A) Representative images of Balb/c mice infected via IV with 5x10⁴—5x10⁶ metacyclic PpyRE9h luciferase-expressing promastigotes. Pseudocolour heat-maps indicate intensity of bioluminescence from low (blue) to high (red). All images use the same log10 scale heat-map, minimum and maximum radiance values are indicated. Animals at 9 and 12 weeks postinfection are in lateral position where most of the BLI signal was detected B) Quantification of whole animal total bioluminescence for mice in the experiment illustrated in A) at 48 h postinfection. C) Time-appraisal of Balb/c mice after IV injection with 5x10⁸ red-shifted bioluminescent parasites (PpyRE9h+L.infantum) in ventral and lateral positions. Quantification of ventral and lateral bioluminescence from the experiment represented by the images in C). D-E) Correlation between in vivo bioluminescence values and parasite burdens in the liver and the spleen. Bioluminescence was measured in vivo in ROIs around liver and spleen and parasite numbers were quantified by limiting dilution assay after animals were sacrificed. Grey lines indicate detection thresholds determined as the mean (solid line) and mean +2SDs (dashed line) of background luminescence of control uninfected animals.

Fig 3. Chronic L. infantum infection in space and time.

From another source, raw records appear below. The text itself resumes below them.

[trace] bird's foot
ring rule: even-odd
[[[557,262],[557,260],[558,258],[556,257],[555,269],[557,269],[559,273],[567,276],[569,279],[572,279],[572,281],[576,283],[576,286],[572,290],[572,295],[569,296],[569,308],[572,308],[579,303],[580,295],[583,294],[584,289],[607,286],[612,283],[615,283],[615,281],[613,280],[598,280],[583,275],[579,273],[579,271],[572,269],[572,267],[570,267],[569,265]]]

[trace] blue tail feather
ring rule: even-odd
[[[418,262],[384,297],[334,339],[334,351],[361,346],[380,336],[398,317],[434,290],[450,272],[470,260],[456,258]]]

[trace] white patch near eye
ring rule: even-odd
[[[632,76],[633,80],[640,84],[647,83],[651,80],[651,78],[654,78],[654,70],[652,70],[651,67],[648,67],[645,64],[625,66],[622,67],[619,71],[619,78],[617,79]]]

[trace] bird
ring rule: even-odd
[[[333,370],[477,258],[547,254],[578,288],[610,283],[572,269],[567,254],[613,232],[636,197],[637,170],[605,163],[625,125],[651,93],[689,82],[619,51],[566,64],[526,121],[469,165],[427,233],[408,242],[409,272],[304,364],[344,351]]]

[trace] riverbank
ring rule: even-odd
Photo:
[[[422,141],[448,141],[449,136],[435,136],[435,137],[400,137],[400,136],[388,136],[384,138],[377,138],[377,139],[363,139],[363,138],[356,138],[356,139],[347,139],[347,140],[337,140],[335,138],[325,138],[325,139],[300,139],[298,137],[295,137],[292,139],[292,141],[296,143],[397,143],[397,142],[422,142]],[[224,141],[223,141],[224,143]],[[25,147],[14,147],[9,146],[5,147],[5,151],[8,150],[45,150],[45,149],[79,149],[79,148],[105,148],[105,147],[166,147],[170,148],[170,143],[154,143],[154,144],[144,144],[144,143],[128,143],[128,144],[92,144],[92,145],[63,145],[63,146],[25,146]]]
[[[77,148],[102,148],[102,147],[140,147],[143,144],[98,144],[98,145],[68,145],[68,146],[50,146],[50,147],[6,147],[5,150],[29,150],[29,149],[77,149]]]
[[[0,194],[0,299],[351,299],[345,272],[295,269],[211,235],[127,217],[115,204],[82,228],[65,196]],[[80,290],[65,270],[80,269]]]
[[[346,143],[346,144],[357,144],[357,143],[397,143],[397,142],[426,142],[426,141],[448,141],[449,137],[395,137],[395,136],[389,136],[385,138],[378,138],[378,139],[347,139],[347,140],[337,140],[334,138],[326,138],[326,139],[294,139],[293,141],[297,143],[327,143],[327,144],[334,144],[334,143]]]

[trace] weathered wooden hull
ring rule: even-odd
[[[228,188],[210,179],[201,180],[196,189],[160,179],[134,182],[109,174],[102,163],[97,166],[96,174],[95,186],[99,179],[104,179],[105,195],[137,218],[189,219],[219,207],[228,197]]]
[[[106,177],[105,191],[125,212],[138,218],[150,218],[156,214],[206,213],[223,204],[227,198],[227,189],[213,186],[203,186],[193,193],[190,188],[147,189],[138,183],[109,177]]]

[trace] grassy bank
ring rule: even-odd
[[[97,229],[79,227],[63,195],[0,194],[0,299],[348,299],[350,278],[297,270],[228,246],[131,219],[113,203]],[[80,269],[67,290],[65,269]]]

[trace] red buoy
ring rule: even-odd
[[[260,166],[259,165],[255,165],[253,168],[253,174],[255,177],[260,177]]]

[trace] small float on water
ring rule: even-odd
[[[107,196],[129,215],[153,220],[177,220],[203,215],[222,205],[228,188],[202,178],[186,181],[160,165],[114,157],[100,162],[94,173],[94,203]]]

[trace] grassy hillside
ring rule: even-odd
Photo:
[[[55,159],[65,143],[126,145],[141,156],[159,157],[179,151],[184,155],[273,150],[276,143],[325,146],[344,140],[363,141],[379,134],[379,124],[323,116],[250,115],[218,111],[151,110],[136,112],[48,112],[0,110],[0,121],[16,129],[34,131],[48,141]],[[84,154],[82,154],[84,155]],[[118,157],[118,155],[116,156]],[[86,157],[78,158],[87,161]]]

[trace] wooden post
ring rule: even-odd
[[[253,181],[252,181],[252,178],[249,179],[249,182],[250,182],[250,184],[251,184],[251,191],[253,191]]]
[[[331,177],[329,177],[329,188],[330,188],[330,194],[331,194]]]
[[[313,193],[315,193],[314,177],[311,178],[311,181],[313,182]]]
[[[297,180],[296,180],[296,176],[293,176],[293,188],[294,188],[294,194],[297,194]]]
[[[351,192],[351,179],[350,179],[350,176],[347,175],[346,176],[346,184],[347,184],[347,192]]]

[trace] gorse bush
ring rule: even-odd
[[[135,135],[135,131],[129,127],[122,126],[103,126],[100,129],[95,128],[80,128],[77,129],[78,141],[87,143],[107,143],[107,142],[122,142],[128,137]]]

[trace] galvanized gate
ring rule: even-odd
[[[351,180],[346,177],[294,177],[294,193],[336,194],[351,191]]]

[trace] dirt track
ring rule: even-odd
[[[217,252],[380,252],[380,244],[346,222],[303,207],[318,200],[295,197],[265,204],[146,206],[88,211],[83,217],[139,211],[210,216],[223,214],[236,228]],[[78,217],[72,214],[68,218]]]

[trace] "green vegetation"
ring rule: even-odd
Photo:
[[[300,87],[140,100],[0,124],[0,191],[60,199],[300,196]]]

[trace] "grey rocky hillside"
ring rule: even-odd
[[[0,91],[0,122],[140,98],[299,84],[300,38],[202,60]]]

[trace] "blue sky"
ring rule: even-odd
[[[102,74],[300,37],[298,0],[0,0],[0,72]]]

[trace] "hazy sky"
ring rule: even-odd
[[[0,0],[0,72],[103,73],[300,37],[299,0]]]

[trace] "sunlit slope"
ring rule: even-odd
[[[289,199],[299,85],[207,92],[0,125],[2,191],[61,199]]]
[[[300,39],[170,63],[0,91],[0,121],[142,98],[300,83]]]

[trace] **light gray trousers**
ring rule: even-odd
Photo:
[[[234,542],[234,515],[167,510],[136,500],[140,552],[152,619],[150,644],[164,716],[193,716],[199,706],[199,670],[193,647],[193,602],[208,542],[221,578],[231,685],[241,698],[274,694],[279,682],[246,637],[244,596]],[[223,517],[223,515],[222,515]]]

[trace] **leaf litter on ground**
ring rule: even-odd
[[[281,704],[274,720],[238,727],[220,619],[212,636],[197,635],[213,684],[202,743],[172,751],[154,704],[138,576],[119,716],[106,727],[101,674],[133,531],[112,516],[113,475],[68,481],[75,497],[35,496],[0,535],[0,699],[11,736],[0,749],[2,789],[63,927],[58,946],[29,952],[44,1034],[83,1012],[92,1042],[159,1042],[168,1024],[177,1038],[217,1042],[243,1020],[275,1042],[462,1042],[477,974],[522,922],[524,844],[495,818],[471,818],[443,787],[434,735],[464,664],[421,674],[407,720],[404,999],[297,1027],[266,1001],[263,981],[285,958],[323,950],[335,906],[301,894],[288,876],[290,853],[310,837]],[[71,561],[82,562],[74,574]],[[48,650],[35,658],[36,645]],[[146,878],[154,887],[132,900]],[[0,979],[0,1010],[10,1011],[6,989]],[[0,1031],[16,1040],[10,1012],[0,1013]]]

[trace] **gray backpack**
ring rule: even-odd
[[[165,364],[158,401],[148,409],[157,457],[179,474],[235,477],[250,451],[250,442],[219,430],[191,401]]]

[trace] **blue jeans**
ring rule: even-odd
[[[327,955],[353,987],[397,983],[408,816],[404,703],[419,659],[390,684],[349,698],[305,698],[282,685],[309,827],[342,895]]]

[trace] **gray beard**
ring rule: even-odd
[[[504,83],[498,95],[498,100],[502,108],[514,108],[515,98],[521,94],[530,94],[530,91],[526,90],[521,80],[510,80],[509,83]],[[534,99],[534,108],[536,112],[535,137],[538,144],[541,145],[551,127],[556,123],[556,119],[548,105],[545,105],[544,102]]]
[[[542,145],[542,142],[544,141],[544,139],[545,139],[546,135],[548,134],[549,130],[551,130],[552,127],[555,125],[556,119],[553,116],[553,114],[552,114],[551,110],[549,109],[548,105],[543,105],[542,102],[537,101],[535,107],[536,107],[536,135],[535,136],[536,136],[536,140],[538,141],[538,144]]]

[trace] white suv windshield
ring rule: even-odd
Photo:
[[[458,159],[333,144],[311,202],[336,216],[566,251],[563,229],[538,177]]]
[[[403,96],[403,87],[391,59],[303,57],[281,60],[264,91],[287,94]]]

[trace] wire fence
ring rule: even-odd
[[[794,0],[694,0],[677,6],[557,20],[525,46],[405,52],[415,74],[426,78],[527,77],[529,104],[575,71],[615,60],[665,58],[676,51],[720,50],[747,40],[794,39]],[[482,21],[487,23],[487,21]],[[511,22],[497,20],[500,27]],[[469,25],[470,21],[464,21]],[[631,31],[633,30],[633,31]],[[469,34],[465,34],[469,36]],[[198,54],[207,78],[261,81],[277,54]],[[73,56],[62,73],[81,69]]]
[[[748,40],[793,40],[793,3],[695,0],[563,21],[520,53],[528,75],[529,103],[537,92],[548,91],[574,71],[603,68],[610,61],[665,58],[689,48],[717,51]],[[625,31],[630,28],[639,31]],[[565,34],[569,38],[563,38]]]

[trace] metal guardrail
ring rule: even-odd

A) Representative ventral and lateral view images of Balb/c mice taken at sequential time points over the course of 14 weeks after IV infection with 5 x 10⁸ PpyRE9h luciferase-expressing L.infantum metacyclic promastigotes (representative of n = 30). In the images corresponding to 14 wpi only lateral views are shown because most of BLI signal was detected in this position. Heat-maps are on log10 scales indicate intensity of bioluminescence from low (blue) to high (red); the minimum and maximum radiances for the pseudocolour scale are indicated. B) Animals (n = 15) were treated with 40 mg/kg/d miltefosine via oral for 5 days. Treated and untreated animals were photographed, sacrificed and the spleen and liver imaged at 48 h, 1 week and 6 weeks after the end of miltefosine treatment (15, 16 and 21 wpi). Quantification of lateral bioluminescence for mice shown in B. The red asterisk indicates the start of miltefosine treatment. In vivo radiance from untreated (black circle) and treated (white circle) animals is represented. Black asterisks indicate P-values for t-student test (B,D,E). Comparisons between miltefosine treated groups and untreated control groups (*P < 0.05; **P<0.01; ***P<0.001). Grey line indicates detection thresholds determined as the mean (solid line) and mean +2SDs (dashed line) of background luminescence of control uninfected animals. C) Ex vivo imaging (spleen and liver) in untreated and treated animals at 48h, 1w and 6 w after the end of the treatment (BLI signal results from the D-luciferin injected ex vivo). D) Spleen weights from untreated (black) and treated (white) animals at 48h, 1w and 6 w after the end of the treatment. Each point is the mean ± SD, n = 5 per group. E) Ex vivo bioluminescence signal from spleens and livers obtained from untreated (black symbols) and treated animals (white symbols) at 48 h (circle), 1w (square) and 6w (triangle) after the end of miltefosine treatment. F) Parasite burdens in untreated and treated mice determined by limited dilution assay on livers and spleens.